BRHS seeks comment on affiliation offers

Published 10:53 pm Friday, October 15, 2010

Staff Writer

The public will have a chance Oct. 27 to give opinions to the Board of Commissioners of the Beaufort Regional Health System on five affiliation offers now before the heath system’s governing body.
A public hearing has been set for 6 p.m. in the multipurpose room in Building 10 on the Beaufort County Community College campus for the board to receive comments on the offers.
The hearing was announced Thursday by Pam Shadle, BRHS director of marketing and public relations.
Copies of the offers will be available for review by the public at the Brown Library and the Beaufort-Hyde-Martin Regional Library, both in Washington, Shadle said.
The BRHS board will use the comments it receives from the public to help it identify issues of concern as its members begin to evaluate the offers, board Chairwoman Alice Mills Sadler said in an interview following a recent BRHS board meeting.
The board also will hear from members of the medical community in a meeting scheduled for Tuesday.
“We’re going to get input from the medical staff and input from the public,” Sadler said.
Four prospective partners have presented a total of five proposals for some type of affiliation with BRHS.
Greenville-based University Health Systems of Eastern Carolina, Community Health Systems Inc. of Brentwood, Tenn., and LHP Hospital Group of Plano, Texas, presented lease offers. LHP Hospital Group and Brim Healthcare of Brentwood, Tenn., presented alternative proposals that would either create some type of joint venture with BRHS or establish a management-services arrangement.
A summary of the proposals were presented to the board earlier this week by Daryl P. Johnson and James R. Hills of HealthCare Appraisers Inc., the Florida-based consultants who guided the local hospital’s search for suitors.
The Washington Daily News on Thursday obtained copies of those proposals.
University Health Systems, a private, nonprofit organization with a listed $607 million in assets, presented an offer for a 20-year lease. It offered a prepaid lease payment of $18.1 million and promised a minimum of $21 million in capital expenditures over the first five years of the lease. BRHS employees would become employees of the UHS subsidiary, East Carolina Health, under the proposed UHS lease. The offer also stipulates that a local directors council will be developed to help manage the hospital. Its proposal also says that at the end of the lease, UHS is entitled to full and complete ownership of all leased assets, according to the HAI executive summary of the UHS proposal.
Community Health Systems, a public, for-profit organization with a listed $2.16 billion in assets, presented an offer for a 30-year lease plus two 10-year renewals at fair-market value. It offered a prepaid lease payment of $30 million and promised $25 million in capital expenditures and $2 million in physician-recruitment expenditures during the first five years of the lease.
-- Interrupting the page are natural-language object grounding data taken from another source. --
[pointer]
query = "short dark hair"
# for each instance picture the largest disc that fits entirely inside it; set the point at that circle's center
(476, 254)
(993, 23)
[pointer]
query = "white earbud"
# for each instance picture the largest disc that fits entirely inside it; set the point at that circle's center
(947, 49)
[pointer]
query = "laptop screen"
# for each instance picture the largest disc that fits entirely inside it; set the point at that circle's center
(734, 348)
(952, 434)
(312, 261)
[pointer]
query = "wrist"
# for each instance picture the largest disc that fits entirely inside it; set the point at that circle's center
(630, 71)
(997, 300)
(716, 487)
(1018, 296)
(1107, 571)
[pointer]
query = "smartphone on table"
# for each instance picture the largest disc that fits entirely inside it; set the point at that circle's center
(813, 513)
The local health system would continue to have a local board comprised of up to 12 members. CHS indicated it would hire all active employees, provide a competitive benefits plan and, “subject to due diligence,” assume all physicians’ contracts. At the end of the end of the lease term, BRHS would retain ownership of its assets but would be required to reimburse CHS for the value of any capital expenditures made by CHS within five years of the end of the lease, according to the HAI summary and the offer.
Brim Healthcare, a private, for-profit organization, chose not to disclose its assets. It presented a proposal for a management-services arrangement for three years plus one two-year renewal. The chief operating and chief financial officers of the local health system would be Brim employees, and the health system would be directed by the local governing board as currently seated. The offer proposed a starting point for discussions of its management fee at 1 percent to 3 percent of net patient revenue, according to the HAI summary and the offer.
LHP Hospital Group, a private, for-profit organization, disclosed its assets confidentially to the BRHS board. It presented two options — a proposed 30-year lease plus two 10-year renewals at fair-market value and a proposed joint venture, with LHP investing $24 million in cash and having an 80-percent interest in a new joint venture with BRHS. Under its lease proposal, LHP agrees to retain all BRHS employees who are actively employed as of the closing date at their current salaries. BRHS would be governed by a 12-member board appointed by LHP and comprised 50 percent by doctors from the medical staff and 50 percent from members of the community. Under its joint-venture proposal, BRHS would choose LHP as a capital partner, according to the HAI summary and the offer.
In his presentation to the BRHS board earlier this week, Hills recommended that the BRHS board negotiate the details of any of the proposals with potential merger partners in live, on-site interviews.
Sadler said the BRHS board will rank the five offers based on each potential partner’s responses to a list of some 70 questions posed by the local health system in its request for proposals.
She said the board will then decide which potential merger partners to interview.